If 10 g of C2H2 is mixed with 80 g of Br2, what masses of c2h2br2 and c2h2br4 will be formed? Assume that all the C2H2 has reacted.

If 10 g of C2H2 is mixed with 80 g of Br2, what masses of c2h2br2 and c2h2br4 will be formed? Assume that all the C2H2 has reacted.

To determine the masses of C2H2Br2 and C2H2Br4 formed, we need to understand the chemical reaction between C2H2 and Br2.

The reaction is as follows:

C2H2 + Br2 → C2H2Br2 (Dibromoethene)
C2H2Br2 + Br2 → C2H2Br4 (Tetrabromoethane)

First, calculate the number of moles of C2H2 and Br2 present in the given amounts.
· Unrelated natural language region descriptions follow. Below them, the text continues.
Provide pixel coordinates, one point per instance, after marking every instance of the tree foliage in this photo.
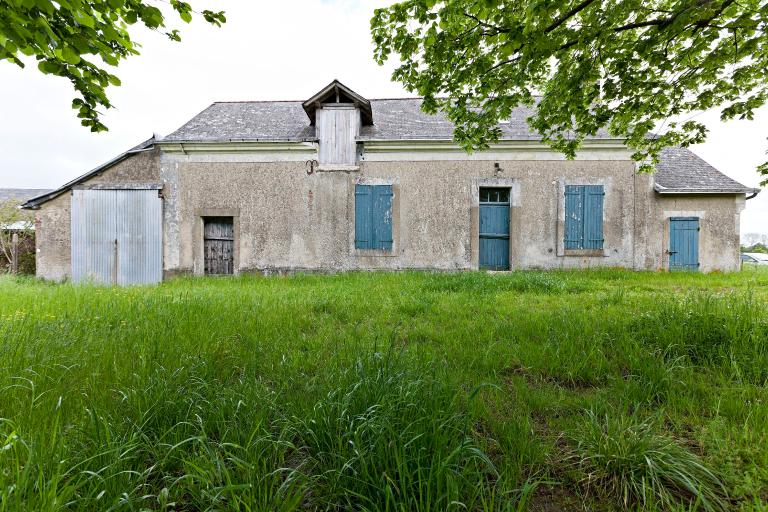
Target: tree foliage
(640, 69)
(76, 38)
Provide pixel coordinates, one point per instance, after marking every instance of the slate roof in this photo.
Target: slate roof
(393, 119)
(682, 171)
(21, 194)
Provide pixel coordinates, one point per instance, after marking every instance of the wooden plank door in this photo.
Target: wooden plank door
(218, 245)
(494, 228)
(684, 243)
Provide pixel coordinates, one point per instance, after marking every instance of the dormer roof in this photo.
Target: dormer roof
(336, 92)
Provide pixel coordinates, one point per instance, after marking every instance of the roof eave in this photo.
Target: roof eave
(678, 191)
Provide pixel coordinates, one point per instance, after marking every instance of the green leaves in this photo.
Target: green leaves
(626, 67)
(62, 35)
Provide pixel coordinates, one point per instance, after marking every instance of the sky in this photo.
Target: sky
(265, 51)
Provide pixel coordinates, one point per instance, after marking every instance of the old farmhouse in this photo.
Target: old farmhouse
(341, 182)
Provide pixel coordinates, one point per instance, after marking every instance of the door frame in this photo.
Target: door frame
(508, 234)
(198, 242)
(474, 218)
(668, 250)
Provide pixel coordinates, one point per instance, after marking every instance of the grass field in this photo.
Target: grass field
(603, 390)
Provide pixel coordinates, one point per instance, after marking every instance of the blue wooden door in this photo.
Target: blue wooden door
(683, 243)
(494, 228)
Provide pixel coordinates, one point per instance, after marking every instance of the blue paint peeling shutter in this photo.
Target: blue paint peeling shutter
(373, 217)
(574, 216)
(382, 217)
(593, 216)
(363, 227)
(584, 216)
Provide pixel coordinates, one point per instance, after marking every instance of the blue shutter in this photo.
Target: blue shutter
(373, 217)
(593, 216)
(574, 217)
(363, 209)
(381, 218)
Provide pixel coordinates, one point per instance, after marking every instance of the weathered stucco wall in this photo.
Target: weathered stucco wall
(53, 221)
(290, 220)
(719, 224)
(286, 219)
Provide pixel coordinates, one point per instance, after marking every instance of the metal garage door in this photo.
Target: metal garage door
(117, 236)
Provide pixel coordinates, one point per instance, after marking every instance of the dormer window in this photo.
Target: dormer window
(337, 113)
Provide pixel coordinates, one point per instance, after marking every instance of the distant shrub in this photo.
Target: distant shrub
(623, 459)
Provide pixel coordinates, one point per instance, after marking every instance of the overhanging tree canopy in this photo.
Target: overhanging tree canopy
(63, 34)
(629, 66)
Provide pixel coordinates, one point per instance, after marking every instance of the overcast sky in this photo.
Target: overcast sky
(266, 50)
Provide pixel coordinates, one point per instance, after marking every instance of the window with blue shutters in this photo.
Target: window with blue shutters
(373, 217)
(584, 217)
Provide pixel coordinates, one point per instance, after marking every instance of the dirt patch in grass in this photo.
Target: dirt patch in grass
(555, 498)
(535, 377)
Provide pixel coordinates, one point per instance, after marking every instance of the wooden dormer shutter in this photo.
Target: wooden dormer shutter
(338, 126)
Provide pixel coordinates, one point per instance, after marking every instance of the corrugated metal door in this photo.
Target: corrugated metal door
(684, 243)
(218, 245)
(139, 237)
(94, 236)
(494, 228)
(116, 236)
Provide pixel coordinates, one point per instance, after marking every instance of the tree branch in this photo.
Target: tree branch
(570, 14)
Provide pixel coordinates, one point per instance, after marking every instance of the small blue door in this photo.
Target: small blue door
(494, 228)
(684, 243)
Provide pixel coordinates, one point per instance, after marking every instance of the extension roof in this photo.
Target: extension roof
(681, 171)
(21, 194)
(36, 201)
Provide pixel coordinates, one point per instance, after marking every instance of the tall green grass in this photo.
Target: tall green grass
(412, 391)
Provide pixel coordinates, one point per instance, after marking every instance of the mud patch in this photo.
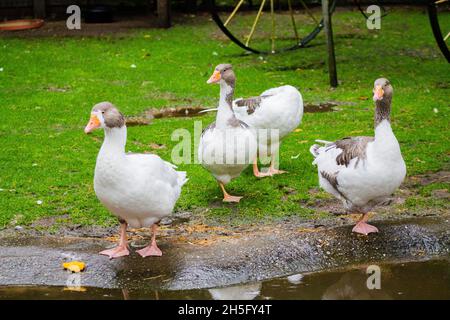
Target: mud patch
(321, 107)
(176, 112)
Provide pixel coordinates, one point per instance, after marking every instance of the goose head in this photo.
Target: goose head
(223, 73)
(382, 89)
(104, 115)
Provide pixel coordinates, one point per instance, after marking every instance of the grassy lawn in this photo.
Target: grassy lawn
(48, 86)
Molar mass of C2H2 (Ethyne) = 2(12.01 g/mol) + 2(1.01 g/mol) = 26.04 g/mol
Molar mass of Br2 = 2(79.90 g/mol) = 159.80 g/mol

Number of moles of C2H2 = mass / molar mass = 10 g / 26.04 g/mol ≈ 0.384 mol
Number of moles of Br2 = mass / molar mass = 80 g / 159.80 g/mol ≈ 0.501 mol

Now, let's calculate the amount of C2H2Br2 formed:

From the balanced chemical equation, we can see that the stoichiometric ratio between C2H2 and C2H2Br2 is 1:1.
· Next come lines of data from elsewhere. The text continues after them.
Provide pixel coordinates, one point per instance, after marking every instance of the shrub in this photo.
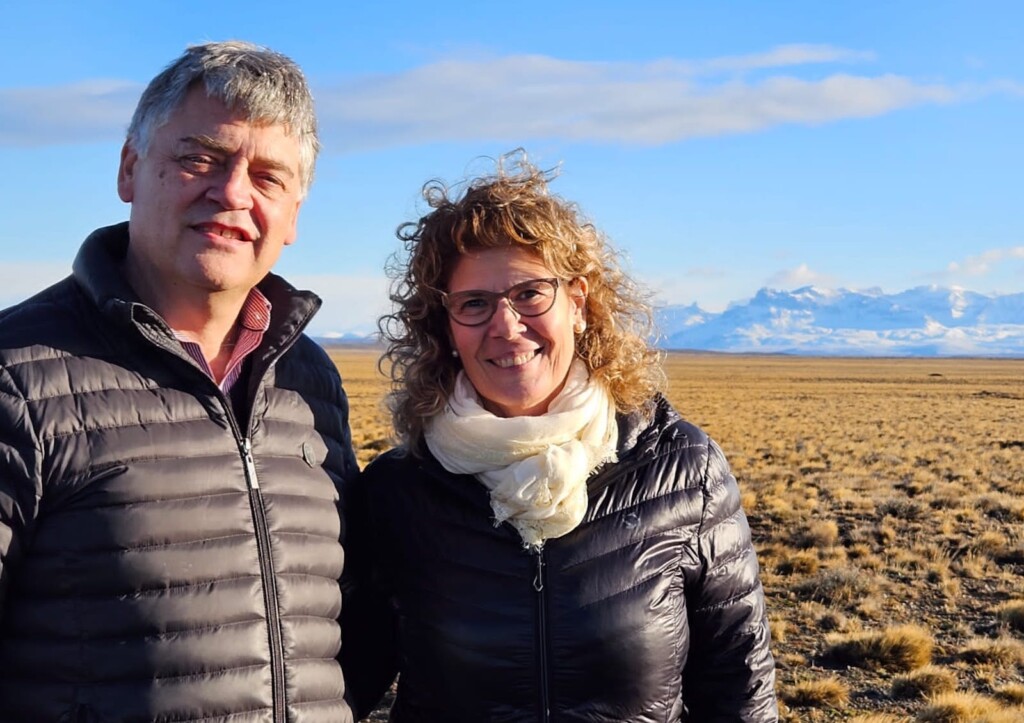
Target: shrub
(1013, 614)
(837, 586)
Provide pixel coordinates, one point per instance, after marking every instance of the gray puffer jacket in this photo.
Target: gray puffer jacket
(649, 611)
(160, 558)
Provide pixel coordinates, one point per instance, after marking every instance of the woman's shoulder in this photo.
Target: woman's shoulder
(660, 425)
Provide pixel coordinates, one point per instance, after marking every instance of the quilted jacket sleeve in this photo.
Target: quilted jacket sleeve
(18, 491)
(730, 674)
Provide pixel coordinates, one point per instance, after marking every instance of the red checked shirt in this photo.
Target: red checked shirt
(254, 321)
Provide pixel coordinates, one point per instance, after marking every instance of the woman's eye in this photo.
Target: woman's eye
(473, 305)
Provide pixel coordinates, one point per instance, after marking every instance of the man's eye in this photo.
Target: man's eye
(269, 180)
(198, 163)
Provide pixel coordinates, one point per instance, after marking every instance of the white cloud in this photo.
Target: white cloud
(19, 280)
(351, 304)
(983, 263)
(799, 277)
(518, 97)
(522, 97)
(86, 112)
(782, 55)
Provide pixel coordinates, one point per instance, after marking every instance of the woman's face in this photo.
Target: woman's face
(517, 364)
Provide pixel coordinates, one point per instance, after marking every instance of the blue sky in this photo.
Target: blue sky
(723, 146)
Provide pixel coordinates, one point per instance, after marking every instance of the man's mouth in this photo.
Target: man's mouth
(223, 231)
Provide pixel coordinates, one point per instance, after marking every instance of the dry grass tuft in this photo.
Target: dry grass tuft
(966, 708)
(1012, 693)
(924, 682)
(999, 651)
(903, 648)
(824, 692)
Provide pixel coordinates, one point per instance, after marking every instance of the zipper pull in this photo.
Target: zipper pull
(247, 456)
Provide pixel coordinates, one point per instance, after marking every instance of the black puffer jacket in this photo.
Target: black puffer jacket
(650, 610)
(161, 559)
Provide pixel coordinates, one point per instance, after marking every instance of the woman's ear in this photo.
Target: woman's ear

Therefore, the number of moles of C2H2Br2 formed will be equal to the number of moles of C2H2.

Number of moles of C2H2Br2 = 0.384 mol

Now, let's calculate the amount of C2H2Br4 formed:

From the balanced chemical equation, we can see that the stoichiometric ratio between C2H2Br2 and C2H2Br4 is 1:1.
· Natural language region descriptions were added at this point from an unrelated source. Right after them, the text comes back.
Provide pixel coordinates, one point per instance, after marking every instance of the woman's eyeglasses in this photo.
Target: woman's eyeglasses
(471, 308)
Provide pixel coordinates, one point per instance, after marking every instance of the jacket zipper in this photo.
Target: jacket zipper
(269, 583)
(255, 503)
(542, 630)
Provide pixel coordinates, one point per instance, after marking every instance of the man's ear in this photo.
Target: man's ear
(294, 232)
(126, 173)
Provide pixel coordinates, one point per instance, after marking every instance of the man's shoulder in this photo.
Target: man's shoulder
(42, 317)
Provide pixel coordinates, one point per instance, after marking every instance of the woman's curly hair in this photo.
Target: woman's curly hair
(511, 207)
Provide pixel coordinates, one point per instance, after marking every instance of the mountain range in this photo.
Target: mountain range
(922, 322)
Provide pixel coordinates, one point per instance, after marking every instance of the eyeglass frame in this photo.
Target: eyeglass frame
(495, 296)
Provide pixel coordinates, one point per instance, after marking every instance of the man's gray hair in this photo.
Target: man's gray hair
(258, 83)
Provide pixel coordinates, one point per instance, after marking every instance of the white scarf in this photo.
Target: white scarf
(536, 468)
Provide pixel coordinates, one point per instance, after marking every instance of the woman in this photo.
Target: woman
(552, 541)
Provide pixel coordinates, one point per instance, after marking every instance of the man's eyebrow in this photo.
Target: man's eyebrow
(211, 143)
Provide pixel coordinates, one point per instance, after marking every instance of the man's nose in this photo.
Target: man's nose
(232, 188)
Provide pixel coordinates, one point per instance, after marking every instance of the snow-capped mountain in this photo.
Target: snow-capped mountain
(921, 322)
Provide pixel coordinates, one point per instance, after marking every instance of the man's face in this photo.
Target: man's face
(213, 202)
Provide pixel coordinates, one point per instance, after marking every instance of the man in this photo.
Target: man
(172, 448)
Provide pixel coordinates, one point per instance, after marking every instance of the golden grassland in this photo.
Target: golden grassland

Therefore, the number of moles of C2H2Br4 formed will be equal to the number of moles of C2H2Br2, which is 0.384 mol.

Finally, calculate the masses of C2H2Br2 and C2H2Br4 formed using their respective molar masses.

Mass of C2H2Br2 = number of moles × molar mass = 0.384 mol × (1(12.01 g/mol) + 2(79.90 g/mol)) ≈ 37.58 g
Mass of C2H2Br4 = number of moles × molar mass = 0.384 mol × (1(12.01 g/mol) + 4(79.90 g/mol)) ≈ 182.21 g

Therefore, approximately 37.58 g of C2H2Br2 and 182.21 g of C2H2Br4 will be formed when 10 g of C2H2 is mixed with 80 g of Br2.